Books: An Unheralded Brazilian Modernist

Lina Bo Bardi. Zeuler R.M. de A. Lima (Yale University Press, $65).

Niemeyer aside, Latin American architecture has received far too little attention in the US, so this scholarly monograph on Lina Bo Bardi (1914-92) is especially welcome. It examines the career of an architect who won attention as a critic and designer in her native Italy, moved to Brazil in 1946, and struggled to realize a radical vision. In her 45 years of residence, she completed only 14 projects, but they include a house of rare distinction and two major public works, all in the city of São Paolo. The MASP Museum of Modern Art comprises glass-walled galleries suspended from two massive, long-span concrete frames, shading a public plaza and revealing the park beyond. The SESC Pompeia Leisure Center is an adult play structure: two raw concrete volumes linked with bridges and lit from biomorphic openings.

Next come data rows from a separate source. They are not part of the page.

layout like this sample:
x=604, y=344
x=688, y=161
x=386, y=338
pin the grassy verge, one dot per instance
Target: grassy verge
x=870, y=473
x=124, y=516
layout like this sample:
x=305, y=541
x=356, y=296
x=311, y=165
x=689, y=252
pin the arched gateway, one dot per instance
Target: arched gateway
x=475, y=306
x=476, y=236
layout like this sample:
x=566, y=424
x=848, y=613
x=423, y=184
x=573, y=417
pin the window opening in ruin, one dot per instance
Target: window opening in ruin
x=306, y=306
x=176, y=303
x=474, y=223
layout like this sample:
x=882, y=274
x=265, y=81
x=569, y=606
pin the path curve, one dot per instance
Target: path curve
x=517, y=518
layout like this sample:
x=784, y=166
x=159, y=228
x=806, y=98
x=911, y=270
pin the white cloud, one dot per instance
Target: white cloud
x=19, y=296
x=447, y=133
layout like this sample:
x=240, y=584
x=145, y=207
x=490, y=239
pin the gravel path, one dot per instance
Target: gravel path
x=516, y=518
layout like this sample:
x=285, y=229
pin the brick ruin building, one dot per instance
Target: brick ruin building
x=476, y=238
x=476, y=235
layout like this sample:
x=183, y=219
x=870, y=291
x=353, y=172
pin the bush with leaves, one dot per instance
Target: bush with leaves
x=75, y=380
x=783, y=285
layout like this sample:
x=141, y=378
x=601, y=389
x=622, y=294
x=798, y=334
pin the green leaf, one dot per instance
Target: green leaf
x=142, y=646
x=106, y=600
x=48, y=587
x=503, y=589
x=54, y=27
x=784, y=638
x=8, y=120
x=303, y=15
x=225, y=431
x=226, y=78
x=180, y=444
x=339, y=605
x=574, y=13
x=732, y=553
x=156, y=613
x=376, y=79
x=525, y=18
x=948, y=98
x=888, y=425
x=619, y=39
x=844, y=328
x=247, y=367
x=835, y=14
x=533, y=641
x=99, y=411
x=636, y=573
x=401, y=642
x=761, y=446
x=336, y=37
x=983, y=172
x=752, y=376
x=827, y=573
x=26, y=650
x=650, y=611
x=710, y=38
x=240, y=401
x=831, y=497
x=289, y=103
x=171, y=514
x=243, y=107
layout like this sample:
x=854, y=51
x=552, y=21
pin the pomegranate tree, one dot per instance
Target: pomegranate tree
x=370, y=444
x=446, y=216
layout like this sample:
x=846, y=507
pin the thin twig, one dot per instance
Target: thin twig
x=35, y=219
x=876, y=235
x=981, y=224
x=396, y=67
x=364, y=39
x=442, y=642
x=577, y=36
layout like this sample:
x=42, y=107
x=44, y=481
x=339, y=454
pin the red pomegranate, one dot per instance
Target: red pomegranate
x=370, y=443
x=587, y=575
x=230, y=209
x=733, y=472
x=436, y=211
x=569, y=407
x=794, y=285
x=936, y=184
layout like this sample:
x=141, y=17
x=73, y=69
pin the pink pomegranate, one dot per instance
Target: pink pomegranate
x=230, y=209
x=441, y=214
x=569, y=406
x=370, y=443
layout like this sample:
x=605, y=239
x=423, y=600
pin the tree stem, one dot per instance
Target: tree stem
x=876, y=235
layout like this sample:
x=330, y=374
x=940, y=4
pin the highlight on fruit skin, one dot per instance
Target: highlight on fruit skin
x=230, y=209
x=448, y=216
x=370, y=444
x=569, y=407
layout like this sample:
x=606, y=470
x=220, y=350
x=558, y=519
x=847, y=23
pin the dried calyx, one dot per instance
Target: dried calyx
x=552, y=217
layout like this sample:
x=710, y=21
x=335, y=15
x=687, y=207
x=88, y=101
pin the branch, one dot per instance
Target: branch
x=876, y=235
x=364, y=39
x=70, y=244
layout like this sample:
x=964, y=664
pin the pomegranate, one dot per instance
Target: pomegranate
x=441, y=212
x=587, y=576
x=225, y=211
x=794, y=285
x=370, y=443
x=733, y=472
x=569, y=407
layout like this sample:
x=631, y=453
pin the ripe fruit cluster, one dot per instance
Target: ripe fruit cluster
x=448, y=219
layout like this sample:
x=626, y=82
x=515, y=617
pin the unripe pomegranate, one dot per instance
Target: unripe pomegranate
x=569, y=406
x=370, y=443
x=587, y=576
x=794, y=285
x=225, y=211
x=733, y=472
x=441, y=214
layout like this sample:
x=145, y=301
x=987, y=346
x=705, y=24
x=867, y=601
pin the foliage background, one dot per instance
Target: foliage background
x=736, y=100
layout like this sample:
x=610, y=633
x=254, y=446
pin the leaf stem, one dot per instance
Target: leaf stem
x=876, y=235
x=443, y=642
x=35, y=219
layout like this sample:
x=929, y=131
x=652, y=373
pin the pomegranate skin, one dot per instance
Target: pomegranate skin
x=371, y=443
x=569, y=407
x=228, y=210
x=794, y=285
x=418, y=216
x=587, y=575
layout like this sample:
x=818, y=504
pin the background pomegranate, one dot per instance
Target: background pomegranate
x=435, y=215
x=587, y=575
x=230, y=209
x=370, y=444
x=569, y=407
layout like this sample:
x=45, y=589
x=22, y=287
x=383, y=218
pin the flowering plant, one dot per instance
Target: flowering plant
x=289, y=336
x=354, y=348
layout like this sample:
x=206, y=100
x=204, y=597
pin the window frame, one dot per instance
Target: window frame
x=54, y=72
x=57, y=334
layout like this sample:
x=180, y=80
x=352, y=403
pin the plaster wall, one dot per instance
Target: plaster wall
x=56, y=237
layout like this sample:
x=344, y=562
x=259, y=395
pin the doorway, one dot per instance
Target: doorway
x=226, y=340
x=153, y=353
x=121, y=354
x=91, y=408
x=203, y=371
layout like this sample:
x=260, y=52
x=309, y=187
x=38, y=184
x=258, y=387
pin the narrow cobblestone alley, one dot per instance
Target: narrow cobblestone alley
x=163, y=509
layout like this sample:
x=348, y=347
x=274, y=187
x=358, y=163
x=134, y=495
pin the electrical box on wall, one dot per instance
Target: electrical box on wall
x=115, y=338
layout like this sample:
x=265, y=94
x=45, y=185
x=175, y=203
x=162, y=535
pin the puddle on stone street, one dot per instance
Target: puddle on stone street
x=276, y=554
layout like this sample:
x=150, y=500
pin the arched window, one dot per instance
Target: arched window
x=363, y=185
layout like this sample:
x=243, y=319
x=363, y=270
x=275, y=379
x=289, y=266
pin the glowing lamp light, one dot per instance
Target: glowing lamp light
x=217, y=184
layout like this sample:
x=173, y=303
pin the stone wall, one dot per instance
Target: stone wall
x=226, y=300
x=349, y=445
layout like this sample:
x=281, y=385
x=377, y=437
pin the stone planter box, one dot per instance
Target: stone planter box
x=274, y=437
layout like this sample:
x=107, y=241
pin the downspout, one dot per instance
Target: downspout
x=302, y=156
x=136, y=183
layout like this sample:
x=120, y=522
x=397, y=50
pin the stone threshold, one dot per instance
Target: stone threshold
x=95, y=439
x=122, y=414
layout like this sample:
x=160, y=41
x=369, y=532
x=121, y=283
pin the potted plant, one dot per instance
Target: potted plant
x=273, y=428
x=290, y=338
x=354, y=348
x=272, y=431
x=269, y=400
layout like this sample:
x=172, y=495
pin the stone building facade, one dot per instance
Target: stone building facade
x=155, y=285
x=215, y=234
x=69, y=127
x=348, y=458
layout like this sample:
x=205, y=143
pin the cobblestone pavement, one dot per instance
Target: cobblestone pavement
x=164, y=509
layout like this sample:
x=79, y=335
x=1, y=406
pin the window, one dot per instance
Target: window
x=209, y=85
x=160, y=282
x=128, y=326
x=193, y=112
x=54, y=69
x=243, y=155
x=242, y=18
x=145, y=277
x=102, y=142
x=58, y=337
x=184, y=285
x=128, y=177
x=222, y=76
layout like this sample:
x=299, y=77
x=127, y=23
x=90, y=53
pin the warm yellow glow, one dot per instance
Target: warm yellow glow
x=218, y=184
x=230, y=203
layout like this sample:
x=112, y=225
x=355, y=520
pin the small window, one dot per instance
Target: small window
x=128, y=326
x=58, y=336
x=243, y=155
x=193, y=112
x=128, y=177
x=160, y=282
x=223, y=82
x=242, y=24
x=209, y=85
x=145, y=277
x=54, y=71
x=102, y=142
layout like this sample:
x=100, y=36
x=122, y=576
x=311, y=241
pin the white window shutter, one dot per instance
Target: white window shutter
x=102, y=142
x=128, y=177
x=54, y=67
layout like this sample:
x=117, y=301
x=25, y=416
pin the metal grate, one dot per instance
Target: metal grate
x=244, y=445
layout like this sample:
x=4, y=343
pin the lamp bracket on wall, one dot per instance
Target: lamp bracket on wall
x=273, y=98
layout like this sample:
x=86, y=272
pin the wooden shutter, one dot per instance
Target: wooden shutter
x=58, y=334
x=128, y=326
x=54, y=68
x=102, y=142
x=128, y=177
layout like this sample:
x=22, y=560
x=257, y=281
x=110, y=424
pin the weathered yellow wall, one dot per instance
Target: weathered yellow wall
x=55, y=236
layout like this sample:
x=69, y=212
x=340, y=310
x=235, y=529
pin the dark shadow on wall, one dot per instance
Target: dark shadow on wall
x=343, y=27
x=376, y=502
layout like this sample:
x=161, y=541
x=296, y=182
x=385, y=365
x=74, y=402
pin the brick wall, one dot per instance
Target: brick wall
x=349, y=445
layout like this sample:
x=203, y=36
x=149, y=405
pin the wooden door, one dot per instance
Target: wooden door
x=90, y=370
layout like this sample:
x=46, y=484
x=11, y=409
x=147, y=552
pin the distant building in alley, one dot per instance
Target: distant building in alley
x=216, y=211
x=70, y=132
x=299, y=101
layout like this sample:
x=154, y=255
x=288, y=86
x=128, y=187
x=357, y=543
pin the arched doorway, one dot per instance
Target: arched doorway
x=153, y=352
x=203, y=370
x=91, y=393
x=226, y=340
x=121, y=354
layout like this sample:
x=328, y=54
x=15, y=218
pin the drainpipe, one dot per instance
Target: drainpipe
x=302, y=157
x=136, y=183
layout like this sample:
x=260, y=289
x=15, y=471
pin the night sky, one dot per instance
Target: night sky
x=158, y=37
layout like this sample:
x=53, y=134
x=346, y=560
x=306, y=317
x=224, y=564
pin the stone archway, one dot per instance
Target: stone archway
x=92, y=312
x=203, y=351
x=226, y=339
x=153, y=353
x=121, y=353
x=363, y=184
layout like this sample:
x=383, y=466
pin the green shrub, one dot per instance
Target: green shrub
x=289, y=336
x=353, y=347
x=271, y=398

The structural daring and lively invention of these monuments makes one wish that the circumstances of Bardi’s life had been more propitious. As a Communist, she was out of favor in fascist Italy and came perilously close to arrest under the military dictatorship in Brazil. She was a woman in a macho profession, a populist in a society run by and for the elite. It’s a marvel that she was able to maintain her integrity and realize several unique buildings. Lima, a professor at Washington University in St. Louis, was a close friend and has researched Bardi’s life and era in great detail to produce this impressive profile. It makes one wish that she and others would do as good a job on other architects who created Brazil’s Modernist legacy. And one hopes that Bardi’s growing reputation will encourage local authorities to take better care of her buildings.